A prolific fig harvest calls for classically delicate recipes
The leaves wave in the breeze, like giant’s hands, beckoning. “The figs are ready.” I have spent much of this summer up a ladder, stretching to grab the constantly ripening fruits. Those teasingly out of reach fall days later, splattering the terrace with their sticky red juice. Figs from the uppermost branches are left for the blackbirds, still nesting in the ivy. The garden smells of jam and wine.
The little tree I planted 20 years ago has outgrown its space on the terrace. I remember thinking how whimsical a fig tree seemed under the grey winter sky of the city. Now, there are fig trees all over, their dinner plate-sized leaves providing the best shade of all. The trees are tough, which should be obvious when you spot them growing from a crevice in a wall or from a pile of rocks in Greece or Italy. The harder it is pruned, the more its grey, twisting branches reach for the clouds. This year, the roots burst through the walls of the metal box that confined them and are now tunnelling under the stones. I have never known a harvest quite as prolific as in 2020.
Figs are breakfast in this house; sometimes with ricotta, on other occasions on their own. Rarely does a fig feel the heat of the oven. But this year the harvest has become unstoppable. Sliced in half, the fruits have been warmed in jelly and served with walnut cakes or a cinnamon panna cotta. I have baked the smaller fruit whole with honey and sherry or settled them into a cake of polenta and ground almonds and made a pickle with cardamom and fennel seeds. If they carry on ripening at this rate, there will be pots of syrupy, seedy jam, too.
Walnut madeleines, figs and honey
I time these little cakes precisely. I find they take 12 minutes in both our testing ovens, but the exact cooking time will depend on your own oven, so I suggest you start checking at 10 minutes. The madeleines are done when they are springy to the touch and a little hillock has risen in the middle. Remove from the oven, let them rest for a couple of minutes, then carefully remove them, using a small palette knife, and transfer to a cooling rack until the figs and their sauce are ready. The recipe makes enough madeleines for 2 per person, plus a few extra that will keep for one day.
Serves 3 (with some left for later)
For the madeleines:
caster sugar 100g
walnut halves 45g
self-raising flour 50g
For the figs:
soft brown sugar 50g
liquid honey 50g
figs 3, large
sherry 50ml, medium-dry
double cream 125ml
Cut the butter into small pieces and put them in the bowl of a food mixer. Add the sugar and a couple of drops of vanilla extract and beat until soft and fluffy, pushing the mixture regularly down the sides of the bowl with a rubber spatula.

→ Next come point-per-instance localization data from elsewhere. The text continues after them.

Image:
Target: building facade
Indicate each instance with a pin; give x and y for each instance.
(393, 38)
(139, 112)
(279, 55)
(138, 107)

Grind the walnuts to fine crumbs in a food processor. They need to be roughly the same consistency as ground almonds.
Break the eggs into a small bowl and combine the yolks and whites with a fork or small whisk. Introduce the beaten egg to the butter and sugar mixture a little at a time. Stir in the flour and ground walnuts.
Divide the mixture between 12 madeleine tins. Bake for about 10-12 minutes. They are ready when they are lightly firm to the touch.
Make the fig compote: put the sugar, honey and sherry into a wide, shallow pan and warm over a moderate heat. As the sugar starts to melt, cut each fig in half and place them, seeded side down, in the pan. As the figs start to soften, transfer them to a serving dish. Stir the cream into the pan, leave to bubble for a minute then pour over the figs and serve with the walnut madeleines.
Cinnamon panna cotta, roast figs
Makes 4 small panna cotta
For the panna cotta:
gelatine 2 leaves
double cream 350ml
cinnamon 3 sticks
vanilla 1 pod
caster sugar 100g
For the figs:
figs 8, small and ripe
redcurrant or apple jelly 4 heaped tbsp
Put the gelatine in a bowl of cold water to soften. Pour the cream into a small nonstick saucepan and add the cinnamon sticks broken in half. Split the vanilla pod in half lengthways and scrape the seeds into the cream. Add the empty vanilla pod and sugar to the pan, then bring to the boil.
Remove from the heat, cover and leave to infuse for at least 20 minutes. Warm the cream briefly (it doesn’t need to be very hot), then gently squeeze out the water from the softened gelatine, then add it to the cream and stir to dissolve. Pour the buttermilk into the cream, stir gently, remove the cinnamon then pour through a fine sieve placed over a jug.
Pour the mixture into 4 small ramekins, glasses or cups, place in the fridge and leave to set for 4 hours. Should you wish to unmould the panna cotta, dip each ramekin into a bowl of hot water, briefly. Tip on to a plate and shake firmly until the panna cotta slides out, then serve with the figs below.
For the sauce: melt the redcurrant or apple jelly in a shallow pan over moderate heat. Unless the figs are very small, cut them in half and place them, cut side down, in the melted jelly. Let the figs cook for 5 to 10 minutes, until they have started to soften. Transfer the figs to a serving dish and spoon the melted jelly over them.